The existence of dark energy is part of standard cosmological theory known as the Lambda Cold Dark Matter Model (LCDM) – where Lambda represents the cosmological constant/dark energy. According to this model, the mass-energy density of the Universe consists of 70% dark energy, 25% dark matter and 5% normal (visible or “light”) matter. Although this model successfully matches observations collected by cosmologists over the past 20 years, it assumes that most of the Universe is made up of undetectable forces.
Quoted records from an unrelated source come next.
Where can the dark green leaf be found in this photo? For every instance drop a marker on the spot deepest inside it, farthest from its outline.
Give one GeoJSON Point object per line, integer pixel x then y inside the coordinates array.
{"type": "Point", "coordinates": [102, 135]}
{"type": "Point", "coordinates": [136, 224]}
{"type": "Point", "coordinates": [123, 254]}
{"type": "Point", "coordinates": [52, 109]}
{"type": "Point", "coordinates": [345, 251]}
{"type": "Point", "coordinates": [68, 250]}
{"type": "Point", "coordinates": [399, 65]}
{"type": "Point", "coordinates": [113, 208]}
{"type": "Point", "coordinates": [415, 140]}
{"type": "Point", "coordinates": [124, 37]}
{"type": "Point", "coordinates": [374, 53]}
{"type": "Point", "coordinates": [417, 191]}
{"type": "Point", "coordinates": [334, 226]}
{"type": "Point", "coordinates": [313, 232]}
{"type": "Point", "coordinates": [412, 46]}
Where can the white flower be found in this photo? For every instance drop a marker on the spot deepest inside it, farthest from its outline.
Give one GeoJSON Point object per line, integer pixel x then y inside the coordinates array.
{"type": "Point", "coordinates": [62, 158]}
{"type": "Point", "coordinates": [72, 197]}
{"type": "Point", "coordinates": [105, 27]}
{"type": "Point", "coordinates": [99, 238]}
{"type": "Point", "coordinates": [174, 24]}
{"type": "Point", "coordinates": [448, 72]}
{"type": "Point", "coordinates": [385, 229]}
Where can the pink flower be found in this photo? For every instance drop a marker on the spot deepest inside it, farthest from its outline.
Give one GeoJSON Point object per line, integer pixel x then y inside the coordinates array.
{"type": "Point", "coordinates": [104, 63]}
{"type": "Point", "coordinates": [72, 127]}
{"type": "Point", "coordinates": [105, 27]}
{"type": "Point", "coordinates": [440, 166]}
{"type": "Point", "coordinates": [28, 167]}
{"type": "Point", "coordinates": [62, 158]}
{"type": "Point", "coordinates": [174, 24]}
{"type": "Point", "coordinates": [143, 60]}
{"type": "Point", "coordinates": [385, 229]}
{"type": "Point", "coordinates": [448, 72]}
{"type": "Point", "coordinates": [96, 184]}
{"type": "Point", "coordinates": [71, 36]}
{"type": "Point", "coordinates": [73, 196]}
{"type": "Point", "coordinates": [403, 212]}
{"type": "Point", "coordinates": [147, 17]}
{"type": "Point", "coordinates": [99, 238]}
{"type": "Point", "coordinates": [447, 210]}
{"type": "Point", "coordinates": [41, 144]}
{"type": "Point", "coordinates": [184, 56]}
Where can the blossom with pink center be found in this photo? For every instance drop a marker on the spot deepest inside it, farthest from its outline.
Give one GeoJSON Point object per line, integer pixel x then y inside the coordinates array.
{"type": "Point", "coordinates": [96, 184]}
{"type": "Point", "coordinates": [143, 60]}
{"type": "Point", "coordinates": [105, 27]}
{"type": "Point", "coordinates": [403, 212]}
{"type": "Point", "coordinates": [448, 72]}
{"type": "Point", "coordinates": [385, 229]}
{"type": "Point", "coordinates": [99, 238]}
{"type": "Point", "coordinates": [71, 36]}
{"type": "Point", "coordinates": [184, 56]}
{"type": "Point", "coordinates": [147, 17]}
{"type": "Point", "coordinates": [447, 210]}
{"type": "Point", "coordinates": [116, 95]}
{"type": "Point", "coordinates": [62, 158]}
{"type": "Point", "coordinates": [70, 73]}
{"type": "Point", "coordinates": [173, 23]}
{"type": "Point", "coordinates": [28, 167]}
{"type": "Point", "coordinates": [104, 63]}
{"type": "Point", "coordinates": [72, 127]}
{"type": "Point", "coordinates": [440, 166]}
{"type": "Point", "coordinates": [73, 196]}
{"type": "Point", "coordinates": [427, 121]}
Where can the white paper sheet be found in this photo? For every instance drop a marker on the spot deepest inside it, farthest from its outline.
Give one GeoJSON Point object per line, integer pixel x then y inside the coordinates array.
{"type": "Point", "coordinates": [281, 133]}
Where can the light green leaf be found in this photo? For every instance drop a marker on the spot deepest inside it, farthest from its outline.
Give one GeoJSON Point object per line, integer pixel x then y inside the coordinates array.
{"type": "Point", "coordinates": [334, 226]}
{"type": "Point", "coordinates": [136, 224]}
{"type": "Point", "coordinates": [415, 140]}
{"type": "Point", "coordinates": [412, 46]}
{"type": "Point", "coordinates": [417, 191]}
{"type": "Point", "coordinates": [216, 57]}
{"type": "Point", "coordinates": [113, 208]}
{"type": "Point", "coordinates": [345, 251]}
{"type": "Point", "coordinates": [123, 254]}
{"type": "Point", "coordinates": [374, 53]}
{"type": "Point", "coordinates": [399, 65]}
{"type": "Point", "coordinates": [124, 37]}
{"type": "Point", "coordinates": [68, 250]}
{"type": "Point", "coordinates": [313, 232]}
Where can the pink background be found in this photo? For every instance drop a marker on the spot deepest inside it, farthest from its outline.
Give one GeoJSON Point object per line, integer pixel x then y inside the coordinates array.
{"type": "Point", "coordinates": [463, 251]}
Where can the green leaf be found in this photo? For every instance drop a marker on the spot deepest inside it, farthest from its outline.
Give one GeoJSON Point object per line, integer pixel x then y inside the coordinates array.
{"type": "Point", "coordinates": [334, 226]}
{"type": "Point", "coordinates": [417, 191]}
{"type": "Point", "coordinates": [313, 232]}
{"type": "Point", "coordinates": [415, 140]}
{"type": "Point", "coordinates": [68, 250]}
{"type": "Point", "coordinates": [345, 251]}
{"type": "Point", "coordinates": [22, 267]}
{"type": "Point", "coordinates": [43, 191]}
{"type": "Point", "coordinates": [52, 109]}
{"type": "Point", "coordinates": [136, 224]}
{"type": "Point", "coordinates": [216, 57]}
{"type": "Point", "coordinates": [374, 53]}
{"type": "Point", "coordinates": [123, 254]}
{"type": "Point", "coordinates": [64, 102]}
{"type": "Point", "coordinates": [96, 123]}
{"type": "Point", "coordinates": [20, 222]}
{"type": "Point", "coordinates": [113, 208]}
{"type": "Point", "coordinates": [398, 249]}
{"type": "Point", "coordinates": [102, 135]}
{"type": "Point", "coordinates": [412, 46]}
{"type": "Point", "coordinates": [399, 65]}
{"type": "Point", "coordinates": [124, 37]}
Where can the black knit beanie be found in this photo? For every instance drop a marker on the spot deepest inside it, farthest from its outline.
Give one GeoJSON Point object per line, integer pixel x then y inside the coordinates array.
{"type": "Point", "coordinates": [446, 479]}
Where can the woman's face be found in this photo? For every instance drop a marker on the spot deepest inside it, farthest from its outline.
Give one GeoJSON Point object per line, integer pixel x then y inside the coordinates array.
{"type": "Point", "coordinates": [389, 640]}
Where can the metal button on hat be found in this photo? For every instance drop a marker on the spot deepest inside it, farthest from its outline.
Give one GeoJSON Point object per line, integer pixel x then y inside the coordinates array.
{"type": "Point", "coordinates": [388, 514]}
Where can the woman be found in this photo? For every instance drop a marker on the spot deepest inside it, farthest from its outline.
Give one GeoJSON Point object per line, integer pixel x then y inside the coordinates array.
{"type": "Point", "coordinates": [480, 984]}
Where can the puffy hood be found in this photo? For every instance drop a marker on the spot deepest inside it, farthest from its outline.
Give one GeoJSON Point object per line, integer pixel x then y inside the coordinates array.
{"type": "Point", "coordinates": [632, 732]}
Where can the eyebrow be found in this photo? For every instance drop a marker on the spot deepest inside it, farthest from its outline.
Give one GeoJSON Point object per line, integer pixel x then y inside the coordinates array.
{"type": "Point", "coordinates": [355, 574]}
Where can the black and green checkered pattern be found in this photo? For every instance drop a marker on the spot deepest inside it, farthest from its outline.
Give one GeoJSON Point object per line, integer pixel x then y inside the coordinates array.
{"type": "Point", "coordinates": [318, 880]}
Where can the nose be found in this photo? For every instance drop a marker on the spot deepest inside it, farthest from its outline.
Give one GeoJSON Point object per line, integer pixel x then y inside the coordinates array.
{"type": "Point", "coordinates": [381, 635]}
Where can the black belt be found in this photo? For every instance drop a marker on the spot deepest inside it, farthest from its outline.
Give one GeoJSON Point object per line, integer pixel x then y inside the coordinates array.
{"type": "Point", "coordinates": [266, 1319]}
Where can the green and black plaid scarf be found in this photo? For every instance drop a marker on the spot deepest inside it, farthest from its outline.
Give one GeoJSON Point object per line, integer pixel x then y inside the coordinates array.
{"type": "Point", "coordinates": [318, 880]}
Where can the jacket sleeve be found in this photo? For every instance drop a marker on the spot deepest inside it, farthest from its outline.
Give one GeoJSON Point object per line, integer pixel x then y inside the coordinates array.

This is why some physicists have ventured that GR might need some modification to explain the Universe as a whole. Also, a few years ago, astronomers noted that measuring the rate of cosmic expansion in different ways produced different values. This problem, Pogosian and Koyama explain, is known as the Hubble tension:

*“Disagreement, or tension, is between two values of the Hubble constant. One is the number predicted by the LCDM cosmological model, which was developed to match the light left behind by the Big Bang (cosmic microwave background radiation). The other is the rate of expansion measured by observing exploding stars called supernovae in distant galaxies.*

Many theoretical ideas have been proposed to modify the LCDM model to explain the Hubble voltage. Among them are alternative theories of gravity, such as Modified Newtonian Dynamics (MOND), a modified version of Newton’s Law of Universal Gravitation that suppresses the existence of dark matter. For more than a century, astronomers have tested GR by observing how the curvature of spacetime is altered in the presence of gravitational fields. These tests have become particularly extreme in recent decades, including how supermassive black holes (SMBH) affect stars in orbit or how gravitational lenses amplify and alter the passage of light.

For the purposes of their study, Pogosian and his colleagues used a statistical model known as Bayesian inference, which is used to calculate the probability of a theorem as more data is introduced. From there, the team simulated cosmic expansion based on three parameters: CMB data from ESA’s Planck satellite, supernova and galaxy catalogs like the Sloan Digital Sky Survey (SDSS), and the Dark Energy Survey (DES), and predictions from the LCDM model. .

“With a team of cosmologists, we put the basic laws of general relativity to the test,” Pogosian and Koyama said. “We also explored whether modifying Einstein’s theory could help solve some of the open problems of cosmology, such as the Hubble strain. To determine if GR is correct on the largest of scales, we undertook , for the first time, to study three aspects of it simultaneously: the expansion of the Universe, the effects of gravity on light and the effects of gravity on matter.

Their results showed some inconsistencies with Einstein’s predictions, although they had rather low statistical significance. They also found that it was difficult to solve Hubble’s voltage problem by simply modifying the theory of gravity, suggesting that additional force might be needed or that there were errors in the data. If the former is true, Pogosian and Koyama said, then it’s possible that this force was present at the beginning of the Universe (about 370,000 years after the Big Bang) when protons and electrons combined to create hydrogen.

Several possibilities have been advanced in recent years, ranging from a special form of dark matter, an early type of dark energy, or primordial magnetic fields. In any case, this latest study indicates that there is future research to be done that could lead to a revision of the most widely accepted cosmological model. Pogosian and Koyama said:

“[O]Our study demonstrated that it is possible to test the validity of general relativity over cosmological distances using observational data. Although we haven’t solved the Hubble problem yet, we will have a lot more data from new probes in a few years. This means that we will be able to use these statistical methods to continue to refine general relativity, to explore the limits of modifications, to open the way to solving some of the open challenges in cosmology.